Figure 4.5: Scatterplot of longitude and latitude that highlights high-density areas

Overview about California housing prices:

  • red is expensive,
  • purple is cheap and
  • larger circles indicate areas with a larger population.
data_explore %>% 
  ggplot(aes(x = longitude, y = latitude)) +
  geom_point(aes(size = population, color = median_house_value), 
             alpha = 0.4) +
  scale_colour_gradientn(colours=rev(rainbow(4)))
California housing_df prices

Figure 4.6: California housing_df prices

Lastly, we add a map to our data:

library(ggmap)

qmplot(x = longitude, 
       y = latitude, 
       data = data_explore, 
       geom = "point", 
       color = median_house_value, 
       size = population,
       alpha = 0.4) +
  scale_colour_gradientn(colours=rev(rainbow(4))) +
  scale_alpha(guide = 'none') # don't show legend for alpha

This image tells you that the housing prices are very much related to the location (e.g., close to the ocean) and to the population density. Hence our ocean_proximity variable may be a useful predictor of median housing prices, although in Northern California the housing prices in coastal districts are not too high, so it is not a simple rule.

4.8.3 Boxplots

We can use boxplots to check, if we actually find differences in the median house value for the different levels of the categorical variable ocean_proximity. Additionally, we use the package ggsignif to calculate the significance of the difference between two of our groups and add the annotation to the plot in a single line.

library(ggsignif)

data_explore %>% 
  ggplot(aes(ocean_proximity, median_house_value)) +
  geom_boxplot(fill="steelblue") +
  xlab("Ocean proximity") +
  ylab("Median house value") +
  geom_signif(comparisons = list(c("<1H OCEAN", "INLAND")), # calculate significance
               map_signif_level=TRUE) 

We can observe a difference in the median house value for the different levels of our categorical variable (except between “NEAR BAY” and “NEAR OCEAN”) why we should include this variable in our model. Furthermore, the difference between “<1H OCEAN” and “INLAND” is statistically significant.

4.8.4 Correlations

Now let’s analyze our numerical variables: To obtain the correlations of our numerical data, we can use the function vis_cor from the visdat package. We use Spearman’s correlation coefficient since this measure is more insensitive to outliers than Pearson’s correlation coefficient:

library(visdat)

data_explore %>% 
  select(where(is.numeric)) %>% # only select numerical data
  vis_cor(cor_method = "spearman", na_action = "pairwise.complete.obs")
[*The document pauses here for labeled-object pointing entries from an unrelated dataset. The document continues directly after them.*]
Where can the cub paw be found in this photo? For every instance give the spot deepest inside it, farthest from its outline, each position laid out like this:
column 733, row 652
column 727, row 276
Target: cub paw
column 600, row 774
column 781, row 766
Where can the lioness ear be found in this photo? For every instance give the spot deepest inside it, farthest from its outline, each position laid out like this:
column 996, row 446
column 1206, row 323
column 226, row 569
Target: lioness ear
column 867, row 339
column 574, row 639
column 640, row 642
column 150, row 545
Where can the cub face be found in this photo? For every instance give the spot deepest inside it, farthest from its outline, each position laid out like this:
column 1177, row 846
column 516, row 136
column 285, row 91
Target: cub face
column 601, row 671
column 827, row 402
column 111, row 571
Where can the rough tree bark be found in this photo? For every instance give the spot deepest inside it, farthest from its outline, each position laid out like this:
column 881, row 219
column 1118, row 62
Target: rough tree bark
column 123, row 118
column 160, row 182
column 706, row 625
Now we take a closer look at the correlation coefficients with the package corrr.

library(corrr)

# calculate all correlations
cor_res <- 
  data_explore %>%
  select(where(is.numeric)) %>% 
  correlate(method = "spearman", use = "pairwise.complete.obs") 

# show correlations
cor_res %>% 
  select(term, median_house_value) %>% 
  filter(!is.na(median_house_value)) %>% # focus on dependent variable 
  arrange(median_house_value) %>% # sort values
  fashion() # print tidy correlations
#>                        term median_house_value
#> 1         bedrooms_per_room               -.33
#> 2  population_per_household               -.26
#> 3                  latitude               -.16
#> 4                 longitude               -.07
#> 5                population               -.00
#> 6        housing_median_age                .08
#> 7            total_bedrooms                .08
#> 8                households                .11
#> 9               total_rooms                .20
#> 10      rooms_per_household                .27
#> 11            median_income                .68

Furthermore, the function network_plot outputs a nice network plot of our data in which

  • variables that are more highly correlated appear closer together and are joined by stronger paths.
  • Paths are also colored by their sign (blue for positive and red for negative).
  • The proximity of the points are determined using clustering
data_explore %>%
  select(where(is.numeric)) %>%  
  correlate() %>% 
  network_plot(min_cor = .15)

Summary of our findings for the correlation analysis:

  • median_income has a strong positive correlation with median_house_value.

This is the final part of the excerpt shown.